An application by Churchill Falls (Labrador) Corporation (CFLCo) to reopen the 1969 power contract on the basis that circumstances have changed in a manner that was unforeseeable at the time of signing was rebuffed by the Quebec Superior Court1 because it relied on arguments that are inconsistent with the principles of Quebec contract law.

The basis of the claim

In 1969, following several years of negotiation, CFLCo and Hydro-Québec entered into a power contract for a 65-year period that entailed the sale of virtually all the power and energy to be generated by a hydroelectric plant to be built at Churchill Falls in Labrador.

To enable CFLCo to secure the financing required to build the plant, Hydro-Québec agreed under the power contract to assume most of the principal financial risks associated with the project. In return, Hydro-Québec would pay a fixed price, declining at pre-determined intervals over the life of the contract, for the power and energy it was to purchase. This ensured that Hydro-Québec would enjoy a stable cost of supply until the term of the contract as well as protection against inflation.

Since the oil shocks of the 1970s, the Province of Newfoundland and Labrador, which became the majority shareholder of CFLCo in 1974 through its subsidiary Newfoundland and Labrador Hydro, has been arguing that the pricing terms of the power contract are unfair because, being much lower than the current market prices for power and energy, they have allowed Hydro-Québec to earn profits that were unforeseeable at the time of signing. Meanwhile, CFLCo continues to receive only the revenue provided for under the power contract.2

In February 2010, given Hydro-Québec’s refusal to renegotiate the pricing terms of the power contract, CFLCo brought an action before the Quebec Superior Court accusing Hydro-Québec of breaching its obligations to act in good faith and to exercise its contractual rights in a reasonable manner. CFLCo asked the Court to reopen the power contract and to replace the stable pricing terms it contains with pricing terms that would fluctuate in accordance with market prices or, in the alternative, to terminate the power contract.

The ruling

Having found that the power contract was fair when it was signed in 1969, the Court described CFLCo’s action as an attempt to change the original contractual equilibrium and replace it with a new contractual paradigm that would be more favourable to CFLCo and Newfoundland. The Court found that if CFLCo’s action were to be granted, Hydro Québec would be deprived, for the remaining term of the power contract, of the stability of its supply costs and of inflation protection with respect to the operating costs of the plant, which was the reason Hydro-Québec entered into the contract in the first place. The Court said that there was no legal basis for CFLCo’s request that the Court revise or amend the power contract.

The Court recalled that the notion of the binding nature of contracts validly formed, as codified in Articles 1434 and 1439 of the Civil Code of Québec, is of fundamental importance to the economy of Quebec and to the fabric of Quebec’s legal system. The Court went on to say that this notion, along with those regarding the stability of contracts and the legitimate expectations that their provisions will be respected, form the cornerstone of contract law in Quebec. They are notions essential to the proper and orderly functioning of commercial relations in a global economy and free market society.

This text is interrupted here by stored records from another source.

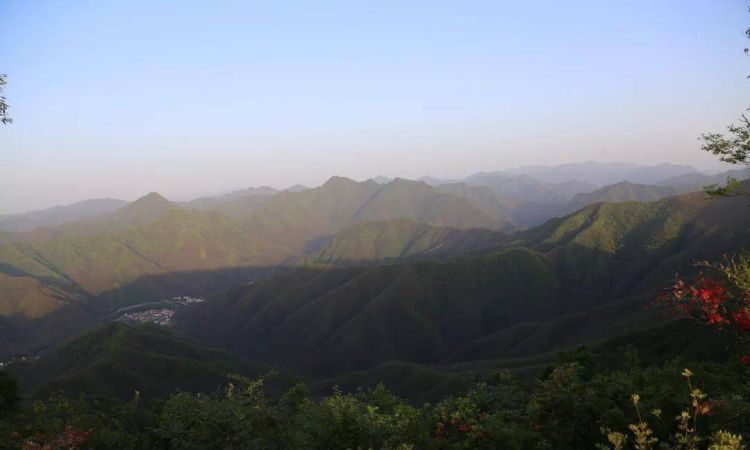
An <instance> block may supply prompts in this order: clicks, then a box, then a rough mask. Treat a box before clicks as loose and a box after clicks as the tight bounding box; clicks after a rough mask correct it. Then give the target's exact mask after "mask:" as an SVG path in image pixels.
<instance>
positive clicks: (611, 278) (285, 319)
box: [178, 194, 750, 375]
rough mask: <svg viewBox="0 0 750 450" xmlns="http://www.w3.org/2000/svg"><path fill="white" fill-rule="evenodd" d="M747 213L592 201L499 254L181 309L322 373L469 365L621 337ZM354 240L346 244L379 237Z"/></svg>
mask: <svg viewBox="0 0 750 450" xmlns="http://www.w3.org/2000/svg"><path fill="white" fill-rule="evenodd" d="M748 220H750V208H747V200H746V199H741V198H731V199H717V200H709V199H706V197H705V196H703V195H701V194H686V195H682V196H678V197H672V198H667V199H664V200H660V201H657V202H651V203H636V202H630V203H620V204H606V203H605V204H596V205H590V206H588V207H586V208H584V209H583V210H580V211H578V212H576V213H575V214H572V215H569V216H566V217H563V218H560V219H555V220H551V221H549V222H548V223H547V224H545V225H544V226H541V227H538V228H535V229H533V230H529V231H527V232H523V233H521V234H520V235H518V236H517V239H515V240H514V241H512V242H510V243H508V244H507V246H506V247H505V248H502V249H500V250H499V251H497V252H494V253H490V254H483V255H476V256H462V257H457V258H451V259H449V260H447V261H445V262H418V263H401V264H393V265H378V266H363V265H360V266H355V267H347V268H335V269H324V270H307V269H299V270H295V271H289V272H285V273H283V274H278V275H276V276H273V277H271V278H269V279H267V280H264V281H261V282H258V283H255V284H253V285H248V286H242V287H238V288H236V289H233V290H231V291H227V292H225V293H224V294H222V295H220V296H217V297H216V298H214V299H213V300H212V301H211V302H206V303H202V304H200V305H196V307H195V310H193V311H184V314H183V313H180V312H178V325H179V326H180V327H181V328H182V329H183V330H184V331H186V332H187V333H188V334H189V335H191V336H192V337H194V338H196V339H198V340H199V341H201V342H204V343H207V344H209V345H211V346H219V347H223V348H226V349H229V350H231V351H236V352H238V353H239V354H241V355H243V356H245V357H248V358H250V359H251V360H260V361H264V362H267V363H270V364H277V365H280V366H282V367H287V368H291V369H293V370H297V371H300V372H302V373H309V374H313V375H330V374H337V373H342V372H346V371H352V370H363V369H367V368H370V367H374V366H376V365H378V364H382V363H385V362H386V361H393V360H401V361H407V362H412V363H425V364H440V363H441V361H444V360H445V359H446V358H447V357H448V356H449V355H452V354H461V353H462V352H464V351H467V350H469V349H471V350H470V351H469V352H468V353H464V354H465V355H468V354H471V358H473V359H474V360H477V359H483V358H488V357H491V358H510V357H528V356H530V355H539V354H542V353H546V352H550V351H553V350H555V349H556V348H559V347H560V346H561V345H574V344H576V339H582V335H581V331H580V329H581V328H589V329H590V328H591V327H593V326H599V327H601V328H600V329H601V330H602V331H601V332H602V333H607V332H609V333H615V332H617V331H616V329H614V330H613V327H611V326H608V325H610V324H618V326H622V325H621V321H622V320H623V318H626V319H625V320H629V321H630V322H631V324H632V323H633V322H635V321H637V320H638V318H642V317H644V315H646V314H648V311H646V309H645V308H644V305H645V304H646V303H647V302H648V301H650V299H652V298H653V297H654V295H656V292H659V291H660V289H661V288H662V287H663V286H665V285H666V284H667V283H669V281H670V279H671V278H672V277H673V276H674V272H675V271H681V272H683V273H684V272H685V271H687V272H690V271H694V270H695V268H694V267H693V262H694V261H696V260H702V259H709V260H710V259H715V258H720V257H721V255H722V254H723V253H724V252H727V251H733V250H734V249H736V248H740V247H741V246H743V245H747V243H748V242H750V228H748V227H747V223H748ZM717 230H720V231H717ZM380 231H381V230H380V229H379V228H376V229H375V230H373V231H372V236H375V239H377V236H378V233H380ZM397 234H400V233H397ZM408 234H409V232H408V229H407V233H406V235H408ZM359 235H360V236H361V233H359ZM352 242H353V245H350V243H347V245H345V246H343V247H339V248H350V249H351V248H354V249H357V248H363V249H365V250H367V248H368V247H369V244H370V243H371V242H373V240H361V239H359V238H358V239H355V240H354V241H352ZM360 244H365V245H364V246H363V247H359V245H360ZM337 257H338V256H337V254H336V253H334V256H333V258H334V259H335V258H337ZM628 314H629V315H630V316H629V317H627V316H628ZM566 316H567V317H566ZM562 317H566V319H564V320H561V318H562ZM607 330H609V331H607ZM578 342H579V343H580V341H578ZM374 343H375V344H374Z"/></svg>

Observing that CFLCo was seeking to amend the pricing terms of the power contract by invoking circumstances that were allegedly unforeseeable at the time the power contract was signed, the Court noted the similarity between this argument and the doctrine of unforeseeability and recalled that, at the time of the reform of the Civil Code of Québec, the legislator deliberately chose not to introduce that doctrine into Quebec law and Quebec courts have always refused to apply it.

As for the obligation of good faith and the reasonable exercise of contractual rights, codified in Articles 6, 7 and 1375 of the Civil Code of Québec, the Court found that these notions refer to the parties’ conduct in exercising their contractual rights and not to the concept of equity or some abstract notion of good faith in the general sense. Consequently, although the obligation of good faith allows the courts to penalize a party whose conduct upsets the original contractual equilibrium, it does not allow them to question the fairness of a contract or to revise or amend it.

The Court expressed the opinion that it is legitimate for Hydro-Québec, both today and when the power contract was signed, to keep the benefits it obtained in return for assuming the risks under the power contract. The Court observed that by seeking to modify the pricing terms of the power contract, CFLCo is in fact attempting to do precisely what the obligation of good faith forbids it to do, that is, undermine the original contractual equilibrium agreed to by the parties.

What can we learn from this ruling?

This ruling confirms the general principle that, except in situations expressly provided by law, Quebec law does not grant the courts any power to revise or amend validly formed contracts. The decision thus confirms clearly and forcefully the importance under Quebec law of the fundamental principle of the binding force of contracts and the notion of contractual stability. Finally, it establishes that one party cannot invoke obligations of good faith or abuse of rights to circumvent the legislator’s refusal to introduce the doctrine of unforeseeability into Quebec law at the time of the reform of the Civil Code of Québec.